アリスは倒れているグレンを冷ややかに見つめる。
(全く、とんだ茶番だったな)
倒れているグレンを見ても起きる気配はないのでアリスは警戒心を解く。ついでに審判にも視線を送っておく。
「うむ、勝者、アリス・ロード!」
審判はうなずき、勝利宣言をしたのだった。
「勝者、アリス・ロード!」
審判の宣言により、会場は大いに盛り上がる。まさか1年生の決闘でこれ程のものが見られるとは思ってもいなかったのだろう。
「あいつ、あんなに強かったんだな……」
「強いってレベルじゃないわよ。あんなの一方的じゃん。仮にもランク6位の人間なのよ……」
レンとティリカもアリスがこれ程の実力を持っているとは思っていなかったのだろう。その証拠に決闘が終わってぐったりとしている。
「なんでランク最下位なんだ?」
「私が聞きたいわよ……」
訳がわからないとティリカはうなだれる。そんな二人とは対象にリーゼロッテはいつも通りだった。
「あの、リーゼロッテ様?」
「リーゼロッテでいいよ。あと普通に話して」
「じゃあ、リーゼロッテ。なんでそんなに落ち着いていられるの?」
「えっ?」
「だってあの決闘を見た後だよ。もっとびっくりするもんじゃないの?」
「うん、びっくりしたよ。でも、アリスだから」
「ふーん。アリスだからね……」
ティリカは不思議に思ったが、聞いてもまともな答えが返ってこないだろうと聞くのをやめた。
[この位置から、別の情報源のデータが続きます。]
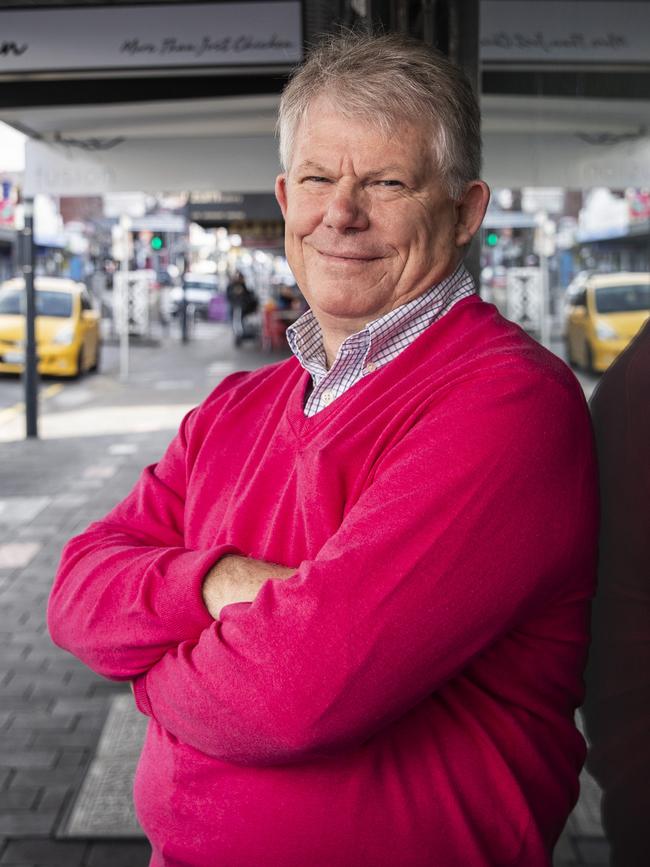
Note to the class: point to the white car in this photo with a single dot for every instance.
(199, 290)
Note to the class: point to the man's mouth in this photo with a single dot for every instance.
(339, 256)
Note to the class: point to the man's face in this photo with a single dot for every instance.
(369, 225)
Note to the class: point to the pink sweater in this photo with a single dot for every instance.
(407, 697)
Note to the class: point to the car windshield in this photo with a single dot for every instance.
(623, 299)
(12, 302)
(197, 284)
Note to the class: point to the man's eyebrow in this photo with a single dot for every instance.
(393, 169)
(308, 165)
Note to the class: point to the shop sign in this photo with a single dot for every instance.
(564, 31)
(150, 36)
(223, 209)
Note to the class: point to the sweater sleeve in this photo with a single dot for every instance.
(127, 590)
(481, 517)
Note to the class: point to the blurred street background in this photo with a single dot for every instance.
(137, 164)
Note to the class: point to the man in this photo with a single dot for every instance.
(400, 689)
(617, 705)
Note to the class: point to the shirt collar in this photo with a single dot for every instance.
(305, 336)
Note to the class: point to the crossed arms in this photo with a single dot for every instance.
(418, 580)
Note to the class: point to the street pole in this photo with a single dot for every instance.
(30, 374)
(125, 226)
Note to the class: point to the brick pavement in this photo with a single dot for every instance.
(100, 433)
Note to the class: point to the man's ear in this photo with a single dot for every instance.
(470, 211)
(281, 193)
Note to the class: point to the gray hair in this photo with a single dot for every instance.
(387, 80)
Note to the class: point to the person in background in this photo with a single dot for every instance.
(617, 705)
(353, 596)
(243, 302)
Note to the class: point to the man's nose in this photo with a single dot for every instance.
(347, 208)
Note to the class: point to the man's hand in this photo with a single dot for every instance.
(238, 579)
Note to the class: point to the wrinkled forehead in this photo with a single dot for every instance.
(327, 122)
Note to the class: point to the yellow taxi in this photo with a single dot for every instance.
(68, 340)
(603, 314)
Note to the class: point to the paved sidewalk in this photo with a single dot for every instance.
(97, 435)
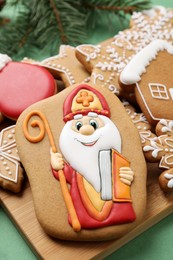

その頃、観客席の特別席で決闘を見ていた一人の生徒がつぶやく。
「アリス・ロードか……。今年は優秀な生徒がいるね」
彼女は手元のアリスの資料に視線を落とす。
「彼の情報はほとんどなし。今日見た感じでは、闇属性と風属性が使える両刀ってことかな? もしかしたら他にも使えるって可能性も……。ふふ、今年は楽しくなりそうだなぁ……」
彼女――リン・シルフィードは怪しい笑みを浮かべるのであった。